With a big of digging we can see that in both failure cases (on startup, or randomly after several hours) we hit a segfault in the libnvrm_gpu.so
library and always on this instruction in the library:
1ab7c: b9000001 str w1, [x0] <- at the time of the crash x0 holds 0x7fb7fbf09
If you trace the faulting memory address and look at the memory map, you can see that it is in the mmap’d region for nvhost-ctrl-gpu
which when you catch it crashing in GDB will look like this:
# pmap -x 12364 | grep 7fb7fbf
0000007fb7fbf000 4 0 0 ----- nvhost-ctrl-gpu
0000007fb7fbf000 0 0 0 ----- nvhost-ctrl-gpu
If you stop the process before the crash (or really at any time) and look at the same mapping you can see that it is mapped read/write:
0000007fb7fbf000 4 0 0 rw-s- nvhost-ctrl-gpu
0000007fb7fbf000 0 0 0 rw-s- nvhost-ctrl-gpu
We even looked at straces to see if something in the application was changing the protection on that mmap, but we find no evidence of that, here is the relevant info from an strace:
[pid 1697] openat(AT_FDCWD, "/dev/nvhost-ctrl-gpu", O_RDWR|O_CLOEXEC) = 15
[pid 1697] mmap(NULL, 4096, PROT_READ|PROT_WRITE, MAP_SHARED, 15, 0) = 0x7f918c5000
# We don't find any `mprotect` or `mremap` calls in here prior to the segfault that would impact this range
[pid 1711] --- SIGSEGV {si_signo=SIGSEGV, si_code=SEGV_ACCERR, si_addr=0x7f918c5090} ---
In addition, we frequently (although not always) get an error in dmesg like this when it faults (although it is hard to tell if this is the cause, or just an effect of the crash):
[ 1236.349196] nvgpu: 17000000.gv11b gk20a_fifo_tsg_unbind_channel_verify_status:2200 [ERR] Channel 506 to be removed from TSG 2 has NEXT set!
[ 1236.349501] nvgpu: 17000000.gv11b gk20a_tsg_unbind_channel:164 [ERR] Channel 506 unbind failed, tearing down TSG 2
[ 1236.350135] nvgpu: 17000000.gv11b gk20a_gr_isr:6021 [ERR] pgraph intr: 0x00000010, chid: 506 not bound to tsg
We’ve been able to get the system to run the longest when we change the code to initalize the cameras, take one picture, and then infer on that over and over again. However, we frequently hit this segfault when we have the cameras running, even though we’ve tried putting them on the same thread, adding serialization mutexes, making sure the cuda allocs used streams, adding -DCUDA_API_PER_THREAD_DEFAULT_STREAM=1
to the build opts, and many other attempts to find the source of this.
The puzzling thing is that in some cases (the start crash) it happens very deterministically, but if it can get through that (which most times it does) it behaves much more like a race condition bug.
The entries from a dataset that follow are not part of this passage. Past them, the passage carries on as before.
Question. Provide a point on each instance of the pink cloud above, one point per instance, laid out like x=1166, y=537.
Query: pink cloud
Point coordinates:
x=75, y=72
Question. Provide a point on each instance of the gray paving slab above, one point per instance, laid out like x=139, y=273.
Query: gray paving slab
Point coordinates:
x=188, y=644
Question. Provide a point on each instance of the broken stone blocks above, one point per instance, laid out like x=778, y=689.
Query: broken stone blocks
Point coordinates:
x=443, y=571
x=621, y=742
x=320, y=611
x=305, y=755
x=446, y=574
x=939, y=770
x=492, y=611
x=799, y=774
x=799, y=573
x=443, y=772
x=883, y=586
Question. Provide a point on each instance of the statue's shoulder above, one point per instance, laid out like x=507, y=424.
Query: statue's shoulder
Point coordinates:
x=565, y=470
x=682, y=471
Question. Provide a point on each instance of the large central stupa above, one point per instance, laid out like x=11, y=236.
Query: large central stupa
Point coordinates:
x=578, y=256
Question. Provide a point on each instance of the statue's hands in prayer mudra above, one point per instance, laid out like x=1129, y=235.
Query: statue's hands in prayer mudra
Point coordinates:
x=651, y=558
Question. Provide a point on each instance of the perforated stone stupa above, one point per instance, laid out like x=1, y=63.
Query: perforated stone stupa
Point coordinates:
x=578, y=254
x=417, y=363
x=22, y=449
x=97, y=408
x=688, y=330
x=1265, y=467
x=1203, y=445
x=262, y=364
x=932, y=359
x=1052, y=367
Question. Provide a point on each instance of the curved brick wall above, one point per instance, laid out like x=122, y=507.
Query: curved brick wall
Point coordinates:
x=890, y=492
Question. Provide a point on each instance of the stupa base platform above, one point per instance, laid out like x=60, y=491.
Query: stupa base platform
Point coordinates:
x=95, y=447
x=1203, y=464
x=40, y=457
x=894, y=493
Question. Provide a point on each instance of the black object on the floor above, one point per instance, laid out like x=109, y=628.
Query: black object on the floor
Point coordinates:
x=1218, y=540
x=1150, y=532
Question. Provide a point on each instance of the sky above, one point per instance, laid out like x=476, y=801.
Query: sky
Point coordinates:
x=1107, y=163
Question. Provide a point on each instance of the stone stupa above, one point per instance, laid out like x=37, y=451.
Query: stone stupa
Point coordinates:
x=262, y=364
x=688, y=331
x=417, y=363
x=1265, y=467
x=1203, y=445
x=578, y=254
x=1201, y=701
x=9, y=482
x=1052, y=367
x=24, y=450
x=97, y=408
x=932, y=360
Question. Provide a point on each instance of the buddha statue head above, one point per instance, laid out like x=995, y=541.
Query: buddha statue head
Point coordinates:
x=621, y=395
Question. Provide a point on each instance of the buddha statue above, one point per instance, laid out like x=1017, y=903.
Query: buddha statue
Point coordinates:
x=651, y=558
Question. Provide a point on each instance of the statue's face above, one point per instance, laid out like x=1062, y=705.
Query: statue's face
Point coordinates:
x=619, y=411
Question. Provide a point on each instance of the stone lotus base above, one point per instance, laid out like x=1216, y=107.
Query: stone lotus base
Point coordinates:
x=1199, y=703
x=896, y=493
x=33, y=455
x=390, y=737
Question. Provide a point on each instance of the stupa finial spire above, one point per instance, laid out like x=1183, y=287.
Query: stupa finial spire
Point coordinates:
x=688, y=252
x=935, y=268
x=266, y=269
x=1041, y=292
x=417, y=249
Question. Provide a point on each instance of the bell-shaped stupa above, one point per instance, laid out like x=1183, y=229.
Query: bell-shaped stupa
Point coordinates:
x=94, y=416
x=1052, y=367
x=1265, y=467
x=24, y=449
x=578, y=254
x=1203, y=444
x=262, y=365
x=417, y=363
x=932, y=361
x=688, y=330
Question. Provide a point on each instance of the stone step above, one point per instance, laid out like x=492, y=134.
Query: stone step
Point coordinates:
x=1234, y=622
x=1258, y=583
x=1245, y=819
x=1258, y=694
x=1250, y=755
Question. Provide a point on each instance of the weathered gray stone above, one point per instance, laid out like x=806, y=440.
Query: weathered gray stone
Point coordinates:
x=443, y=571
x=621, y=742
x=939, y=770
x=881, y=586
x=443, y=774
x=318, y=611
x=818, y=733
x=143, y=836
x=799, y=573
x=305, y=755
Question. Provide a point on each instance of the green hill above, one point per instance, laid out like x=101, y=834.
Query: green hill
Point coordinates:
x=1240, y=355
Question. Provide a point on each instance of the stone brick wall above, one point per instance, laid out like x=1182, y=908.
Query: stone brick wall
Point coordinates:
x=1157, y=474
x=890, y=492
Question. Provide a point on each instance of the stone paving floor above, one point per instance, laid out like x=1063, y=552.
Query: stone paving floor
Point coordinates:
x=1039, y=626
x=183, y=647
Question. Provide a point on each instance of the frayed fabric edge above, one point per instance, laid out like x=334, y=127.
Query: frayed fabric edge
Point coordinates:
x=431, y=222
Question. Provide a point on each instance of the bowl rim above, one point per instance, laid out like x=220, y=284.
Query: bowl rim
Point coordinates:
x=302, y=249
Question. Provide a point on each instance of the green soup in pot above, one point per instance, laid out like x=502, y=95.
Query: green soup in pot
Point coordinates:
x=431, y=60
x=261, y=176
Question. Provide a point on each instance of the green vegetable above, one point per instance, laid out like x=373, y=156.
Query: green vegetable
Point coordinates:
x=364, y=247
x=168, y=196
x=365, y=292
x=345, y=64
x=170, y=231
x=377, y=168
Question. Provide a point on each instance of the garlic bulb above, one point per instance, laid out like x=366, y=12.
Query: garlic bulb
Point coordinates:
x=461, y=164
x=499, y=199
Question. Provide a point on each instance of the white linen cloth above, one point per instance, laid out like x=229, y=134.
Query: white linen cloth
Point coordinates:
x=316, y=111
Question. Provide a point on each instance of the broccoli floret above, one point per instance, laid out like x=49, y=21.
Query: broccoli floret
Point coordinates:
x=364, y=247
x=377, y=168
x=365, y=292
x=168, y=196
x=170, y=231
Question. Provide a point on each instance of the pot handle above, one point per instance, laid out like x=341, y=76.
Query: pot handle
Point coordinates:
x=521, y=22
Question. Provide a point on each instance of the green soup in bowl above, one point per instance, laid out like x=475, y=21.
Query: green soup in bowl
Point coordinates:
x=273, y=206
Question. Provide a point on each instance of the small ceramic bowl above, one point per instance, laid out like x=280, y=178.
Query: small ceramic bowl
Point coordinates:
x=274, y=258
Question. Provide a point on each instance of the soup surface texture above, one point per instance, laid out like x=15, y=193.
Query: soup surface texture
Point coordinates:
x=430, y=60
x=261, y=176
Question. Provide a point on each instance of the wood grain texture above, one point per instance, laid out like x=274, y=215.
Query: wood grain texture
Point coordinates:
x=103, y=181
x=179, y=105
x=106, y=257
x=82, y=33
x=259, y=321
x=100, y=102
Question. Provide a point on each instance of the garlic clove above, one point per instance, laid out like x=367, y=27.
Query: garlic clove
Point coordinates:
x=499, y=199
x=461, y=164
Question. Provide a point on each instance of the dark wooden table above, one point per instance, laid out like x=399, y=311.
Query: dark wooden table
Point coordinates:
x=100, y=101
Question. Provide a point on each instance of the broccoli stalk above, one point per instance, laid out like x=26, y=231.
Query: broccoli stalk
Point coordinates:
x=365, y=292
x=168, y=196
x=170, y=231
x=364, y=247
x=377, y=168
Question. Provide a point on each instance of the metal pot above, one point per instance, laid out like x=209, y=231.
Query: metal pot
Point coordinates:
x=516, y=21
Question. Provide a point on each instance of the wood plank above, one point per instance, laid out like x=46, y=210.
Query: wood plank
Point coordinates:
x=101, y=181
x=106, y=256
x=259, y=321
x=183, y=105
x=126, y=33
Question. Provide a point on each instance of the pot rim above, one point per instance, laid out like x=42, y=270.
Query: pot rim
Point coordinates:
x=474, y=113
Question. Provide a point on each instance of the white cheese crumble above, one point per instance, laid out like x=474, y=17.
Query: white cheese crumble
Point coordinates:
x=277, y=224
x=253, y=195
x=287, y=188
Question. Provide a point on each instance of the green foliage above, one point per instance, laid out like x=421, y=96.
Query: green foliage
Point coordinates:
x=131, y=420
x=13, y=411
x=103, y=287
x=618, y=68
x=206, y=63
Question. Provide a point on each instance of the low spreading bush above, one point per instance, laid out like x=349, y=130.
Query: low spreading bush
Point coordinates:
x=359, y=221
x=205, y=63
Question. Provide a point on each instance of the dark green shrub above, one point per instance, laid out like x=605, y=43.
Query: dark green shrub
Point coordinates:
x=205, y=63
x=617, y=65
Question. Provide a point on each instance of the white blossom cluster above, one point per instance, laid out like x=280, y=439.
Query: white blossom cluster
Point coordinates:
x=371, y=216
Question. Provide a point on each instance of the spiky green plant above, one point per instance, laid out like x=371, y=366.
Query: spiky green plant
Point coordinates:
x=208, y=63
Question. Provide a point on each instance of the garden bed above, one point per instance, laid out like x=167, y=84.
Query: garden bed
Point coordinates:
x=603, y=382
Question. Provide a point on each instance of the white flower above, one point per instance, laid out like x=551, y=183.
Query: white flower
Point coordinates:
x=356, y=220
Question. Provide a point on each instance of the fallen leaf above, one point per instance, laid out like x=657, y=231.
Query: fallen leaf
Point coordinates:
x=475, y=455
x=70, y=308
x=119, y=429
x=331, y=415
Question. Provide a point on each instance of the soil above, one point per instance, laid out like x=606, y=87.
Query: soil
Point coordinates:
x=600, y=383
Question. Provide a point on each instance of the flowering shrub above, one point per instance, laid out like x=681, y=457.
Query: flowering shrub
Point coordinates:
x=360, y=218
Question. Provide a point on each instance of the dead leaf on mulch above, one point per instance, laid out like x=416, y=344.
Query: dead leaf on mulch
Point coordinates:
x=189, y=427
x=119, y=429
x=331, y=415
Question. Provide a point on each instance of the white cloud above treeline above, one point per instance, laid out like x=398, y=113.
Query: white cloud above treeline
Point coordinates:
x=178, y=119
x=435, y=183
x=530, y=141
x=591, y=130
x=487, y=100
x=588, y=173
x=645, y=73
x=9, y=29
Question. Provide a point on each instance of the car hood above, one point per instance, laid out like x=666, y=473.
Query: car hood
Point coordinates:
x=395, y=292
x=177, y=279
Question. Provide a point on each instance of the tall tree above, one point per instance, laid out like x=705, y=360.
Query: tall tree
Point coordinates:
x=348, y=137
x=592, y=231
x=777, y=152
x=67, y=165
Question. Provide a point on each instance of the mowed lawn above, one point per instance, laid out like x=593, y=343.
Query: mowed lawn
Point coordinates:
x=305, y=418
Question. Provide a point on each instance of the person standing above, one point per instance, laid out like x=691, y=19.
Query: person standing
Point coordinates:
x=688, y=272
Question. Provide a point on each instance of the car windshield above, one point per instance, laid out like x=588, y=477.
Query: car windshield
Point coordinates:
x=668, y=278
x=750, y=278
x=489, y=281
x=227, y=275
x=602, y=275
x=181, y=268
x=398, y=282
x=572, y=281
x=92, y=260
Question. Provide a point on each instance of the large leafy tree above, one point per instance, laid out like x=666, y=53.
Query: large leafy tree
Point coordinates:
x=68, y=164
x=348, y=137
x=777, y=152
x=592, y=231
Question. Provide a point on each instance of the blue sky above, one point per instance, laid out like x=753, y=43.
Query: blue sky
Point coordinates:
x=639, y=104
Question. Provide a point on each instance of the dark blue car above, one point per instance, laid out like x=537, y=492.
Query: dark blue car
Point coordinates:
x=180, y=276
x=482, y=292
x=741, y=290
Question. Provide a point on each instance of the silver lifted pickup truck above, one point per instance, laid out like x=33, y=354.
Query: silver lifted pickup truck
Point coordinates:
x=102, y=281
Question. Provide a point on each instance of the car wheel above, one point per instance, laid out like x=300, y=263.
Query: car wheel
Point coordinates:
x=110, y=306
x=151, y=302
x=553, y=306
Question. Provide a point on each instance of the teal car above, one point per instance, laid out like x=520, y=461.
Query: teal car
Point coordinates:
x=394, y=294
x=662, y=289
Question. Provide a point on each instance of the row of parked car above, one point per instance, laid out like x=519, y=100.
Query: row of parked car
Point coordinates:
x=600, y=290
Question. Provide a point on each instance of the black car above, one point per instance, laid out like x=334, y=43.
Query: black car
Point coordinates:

From what we can tell, it seems something in the kernel or deep in the libraries is changing the protection.
I’ve attached
nvidia-bug-report-tegra.log (17.1 MB)
with information about the system, and I’ve attached some strace and standard out files that show different incarnations of the bug for reference:
Crash under GDB, case 1 where we crash on startup:
pmap_3.txt (252 Bytes)
dmesg_3.txt (546 Bytes)
stdout_3.txt (7.1 KB)
Crash under GDB, case 2 where we crash after running for a while:
dmesg_4.txt (901 Bytes)
pmap_good_4.txt (252 Bytes)
stdout_4.txt (171.3 KB)
pmap_3.txt (252 Bytes)
Crash with strace, case 2 where we crash after running for a little while:
strace_5.txt (19.8 MB)
dmesg_5.txt (349 Bytes)
stdout_5.txt (7.9 KB)
NOTE: I could not catch one of the startup crashes under strace, and it is not possible to attach strace and GDB at the same time AFAIK.
This really has us stumped, and we’d really love some help trying to figure out what is going on here. Thanks in advance for any help the community can offer.